第15章 碰你,我就很痛苦
妹妹情緒不好,盧修斯本想再多陪陪她,但她的好幾個侍女過來敲門,他隻好走到陽台,從鐵闌乾翻了下去。
夜深人靜,他過來她的小臥室。
陽台門敞開,是給他留的。
月光斜照,落在女孩子身上,她正跪在祈禱台前、聖母像下方,彎腰,俯首,把自己放得比泥土低。
平常這時候,她早在床上躺著。盧修斯皺眉,走過去想抱她起來。盧西婭掙紮幾下,喃喃道:“哥哥,你放開我,我還在懺悔贖罪。”
“你跪多久了,盧西婭?”
“晚飯後到現在。”
太荒謬了。盧修斯想,她居然歸罪到自己頭上。
“我說了,有罪的是我,不是你。”
她隻是搖頭。
盧修斯鬆開她的手,也跟著在聖母像前跪了下來。
聖母雙手合十,低眸祈禱,柔順的麵容隱隱含悲。
他閉目唸了幾句禱詞,然後說:“萬福瑪利亞,請為我見證,如果我再碰我的妹妹,我將承受地獄永罰,我用我的生命起誓——”

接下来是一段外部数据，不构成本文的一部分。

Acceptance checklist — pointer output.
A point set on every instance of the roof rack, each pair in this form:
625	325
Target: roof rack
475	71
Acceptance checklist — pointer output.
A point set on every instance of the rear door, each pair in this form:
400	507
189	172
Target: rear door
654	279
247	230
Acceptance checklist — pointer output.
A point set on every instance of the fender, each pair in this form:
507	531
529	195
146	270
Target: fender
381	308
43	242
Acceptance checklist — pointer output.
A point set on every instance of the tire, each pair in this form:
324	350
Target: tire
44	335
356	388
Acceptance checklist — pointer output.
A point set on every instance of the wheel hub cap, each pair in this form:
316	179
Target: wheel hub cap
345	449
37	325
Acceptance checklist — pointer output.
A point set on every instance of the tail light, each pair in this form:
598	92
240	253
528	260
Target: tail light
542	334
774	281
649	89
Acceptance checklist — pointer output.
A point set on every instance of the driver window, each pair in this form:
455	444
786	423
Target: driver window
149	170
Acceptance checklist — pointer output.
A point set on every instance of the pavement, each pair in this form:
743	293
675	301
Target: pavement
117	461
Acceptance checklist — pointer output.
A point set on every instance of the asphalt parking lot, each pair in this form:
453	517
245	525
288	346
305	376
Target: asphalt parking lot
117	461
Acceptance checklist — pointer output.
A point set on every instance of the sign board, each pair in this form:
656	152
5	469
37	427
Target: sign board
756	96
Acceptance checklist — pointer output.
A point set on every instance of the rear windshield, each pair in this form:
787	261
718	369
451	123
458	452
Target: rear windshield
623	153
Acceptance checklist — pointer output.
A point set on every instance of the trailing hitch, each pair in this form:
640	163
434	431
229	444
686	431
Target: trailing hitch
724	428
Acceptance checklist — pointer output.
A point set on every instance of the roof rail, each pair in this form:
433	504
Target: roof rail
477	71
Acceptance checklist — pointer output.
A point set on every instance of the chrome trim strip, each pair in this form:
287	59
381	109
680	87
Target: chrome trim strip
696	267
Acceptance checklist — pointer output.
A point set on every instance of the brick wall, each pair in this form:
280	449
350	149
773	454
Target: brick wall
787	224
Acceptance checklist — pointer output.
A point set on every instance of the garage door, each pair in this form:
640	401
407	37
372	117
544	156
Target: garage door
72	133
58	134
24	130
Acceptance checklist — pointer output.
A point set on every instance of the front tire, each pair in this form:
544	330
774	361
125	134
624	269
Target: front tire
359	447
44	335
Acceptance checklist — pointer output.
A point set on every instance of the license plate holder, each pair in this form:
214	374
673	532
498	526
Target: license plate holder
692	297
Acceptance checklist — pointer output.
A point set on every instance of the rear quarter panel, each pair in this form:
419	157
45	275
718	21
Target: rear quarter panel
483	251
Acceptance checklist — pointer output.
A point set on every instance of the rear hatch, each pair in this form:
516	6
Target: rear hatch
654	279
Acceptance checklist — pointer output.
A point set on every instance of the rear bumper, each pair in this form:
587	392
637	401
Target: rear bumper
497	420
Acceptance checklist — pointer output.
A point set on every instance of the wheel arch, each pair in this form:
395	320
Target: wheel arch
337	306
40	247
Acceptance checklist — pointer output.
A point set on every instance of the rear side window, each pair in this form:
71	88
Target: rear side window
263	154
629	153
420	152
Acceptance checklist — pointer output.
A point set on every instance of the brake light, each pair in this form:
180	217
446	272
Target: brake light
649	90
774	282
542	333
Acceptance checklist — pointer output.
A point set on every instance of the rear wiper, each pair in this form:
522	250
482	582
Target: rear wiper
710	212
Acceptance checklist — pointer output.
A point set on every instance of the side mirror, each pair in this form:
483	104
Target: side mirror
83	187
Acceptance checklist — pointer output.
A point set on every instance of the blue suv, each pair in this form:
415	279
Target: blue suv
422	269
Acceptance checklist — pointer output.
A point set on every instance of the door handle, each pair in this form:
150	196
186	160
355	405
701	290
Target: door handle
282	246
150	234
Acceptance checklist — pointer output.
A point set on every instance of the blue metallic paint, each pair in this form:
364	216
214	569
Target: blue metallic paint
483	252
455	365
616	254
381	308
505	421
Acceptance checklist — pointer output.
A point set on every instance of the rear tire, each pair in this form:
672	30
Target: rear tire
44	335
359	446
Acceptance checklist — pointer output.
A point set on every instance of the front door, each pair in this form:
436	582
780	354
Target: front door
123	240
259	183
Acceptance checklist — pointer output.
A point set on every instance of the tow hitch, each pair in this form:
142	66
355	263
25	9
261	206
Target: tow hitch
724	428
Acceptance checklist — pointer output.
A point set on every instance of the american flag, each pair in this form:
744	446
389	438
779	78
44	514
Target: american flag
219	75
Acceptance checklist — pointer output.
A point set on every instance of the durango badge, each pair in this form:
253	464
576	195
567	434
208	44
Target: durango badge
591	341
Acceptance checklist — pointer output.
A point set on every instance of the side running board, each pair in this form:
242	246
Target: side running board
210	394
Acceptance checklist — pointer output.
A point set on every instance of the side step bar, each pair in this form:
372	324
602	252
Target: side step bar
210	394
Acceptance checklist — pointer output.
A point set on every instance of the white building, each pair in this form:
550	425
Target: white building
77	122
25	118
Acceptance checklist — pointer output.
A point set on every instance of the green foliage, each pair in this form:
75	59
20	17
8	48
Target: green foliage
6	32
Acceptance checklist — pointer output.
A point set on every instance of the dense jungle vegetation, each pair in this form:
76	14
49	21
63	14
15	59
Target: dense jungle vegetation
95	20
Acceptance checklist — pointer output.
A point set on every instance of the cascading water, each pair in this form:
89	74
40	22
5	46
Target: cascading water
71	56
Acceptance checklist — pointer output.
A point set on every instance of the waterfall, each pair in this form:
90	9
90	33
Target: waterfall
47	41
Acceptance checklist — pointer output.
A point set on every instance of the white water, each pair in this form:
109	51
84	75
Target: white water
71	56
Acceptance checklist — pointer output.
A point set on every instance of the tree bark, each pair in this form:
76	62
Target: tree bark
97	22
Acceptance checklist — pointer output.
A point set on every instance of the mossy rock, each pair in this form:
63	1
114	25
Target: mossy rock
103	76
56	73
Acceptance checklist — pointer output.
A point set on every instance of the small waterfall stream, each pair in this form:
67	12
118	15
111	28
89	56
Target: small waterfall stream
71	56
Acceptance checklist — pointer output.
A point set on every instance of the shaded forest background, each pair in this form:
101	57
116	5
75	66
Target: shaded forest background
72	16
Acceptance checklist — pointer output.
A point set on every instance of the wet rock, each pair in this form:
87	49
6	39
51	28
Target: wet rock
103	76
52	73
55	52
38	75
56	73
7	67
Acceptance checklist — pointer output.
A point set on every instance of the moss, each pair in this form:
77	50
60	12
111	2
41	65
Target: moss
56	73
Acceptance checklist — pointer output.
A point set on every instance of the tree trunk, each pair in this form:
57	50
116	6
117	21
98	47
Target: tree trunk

“哥哥!”盧西婭驚慌失措,立即捂住他的嘴:“你怎麼可以這麼說!”
“你不明白。”他低聲道:“我有時候真恨我自己。”
“那你也不能用你的生命起誓。”盧西婭哀傷地說:“要知道,冇有你,我將喪失幾乎所有的歡愉。”
盧修斯轉過臉,詫異地望著她:“真的嗎?”
“嗯。”盧西婭垂下頭:“瞎子能有多少快樂?”
“盧西婭……盧西婭。”他內心作痛,反覆念她的名字,伸手將她摟到懷中:“我也希望我帶給你的隻有快樂——這就是為什麼我如此痛恨自己……我想自我閹割。”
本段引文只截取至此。